The European Commission indirectly warned Greece and Bulgaria today (19 November) to stop turning down Syrian refugees at their borders with Turkey, after the UN issued a similar call just a few days before.

The UN High Commissioner for Refugees (UNHCR) António Guterres called last Friday on Greece and Bulgaria to stop turning back Syrians fleeing their war-ravaged homeland.

Bulgarian authorities have reportedly bragged of turning down refugees at the border.

According to the government website, Interior Minister Tsvetlin Yovchev, who is also deputy prime minister, has said that in just one day more than 100 persons, and previously more than 150, were from entering the country. Hundreds of policemen have been sent to the Bulgarian border with Turkey to push back prospective immigrants.

The impoverished country is struggling to deal with the some 7,000 refugees from Syria already on its soil, with more and more still managing to arrive.

Both Greece and Bulgaria have begun the construction of fences on their borders with Turkey. Greece has erected a 12.5km wall at a critical section of the Greece-Turkish border near the town of Orestiada, while Bulgaria has announced plan to build a similar, 30-km fence near the town of Elhovo.

Michele Cercone, spokesperson for home affairs commissioner Cecilia Malmström, told EURACTIV that pushing back asylum seekers was against EU and international law.
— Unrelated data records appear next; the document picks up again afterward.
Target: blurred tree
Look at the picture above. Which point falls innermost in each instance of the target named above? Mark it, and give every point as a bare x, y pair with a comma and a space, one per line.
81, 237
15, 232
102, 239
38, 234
“Push-backs are simply not allowed. They are not in line with EU and international obligations. Member states cannot, shall not and should not carry out any push-back,” he said.

Asked how laws against push-backs were consistent with the fact that several member states had erected walls or fences at their borders, Cercone conceded that EU countries were free to decide their own border protection measures.

“This is of course their choice. But we have always said that walls do not solve problems. What solves problems is a consistent structural management of migratory and asylum seekers’ flows,” Cercone said.

He explained that this was implying that member states should be able to manage these flows in full respect of fundamental rights and international and European obligations.

“Nobody coming or arriving to the EU territory and asking for asylum can be pushed back or can be denied this possibility,” he said, adding that this stemmed from the core values on which the EU was built.

Asked if the Commission had any particular message for Bulgaria and Greece, Cercone said this was a message to all member states.

The UNHCR is to visit Bulgaria on Friday, accompanied by Bulgarian EU Commissioner Kristalina Georgieva, who is responsible for humanitarian aid and crisis response. 

Since 1999, the EU has been working to create a Common European Asylum System to deal with immigration for political or humanitarian reasons.

New EU rules have now been agreed, setting out common standards and co-operation to ensure that asylum-seekers are treated equally in an open and fair system – wherever they apply.

But EU countries rejected a European Commission proposal for more shared responsibility in dealing with asylum requests and that immigrants arriving in the countries with a disproportionate share should be relocated to other EU member states.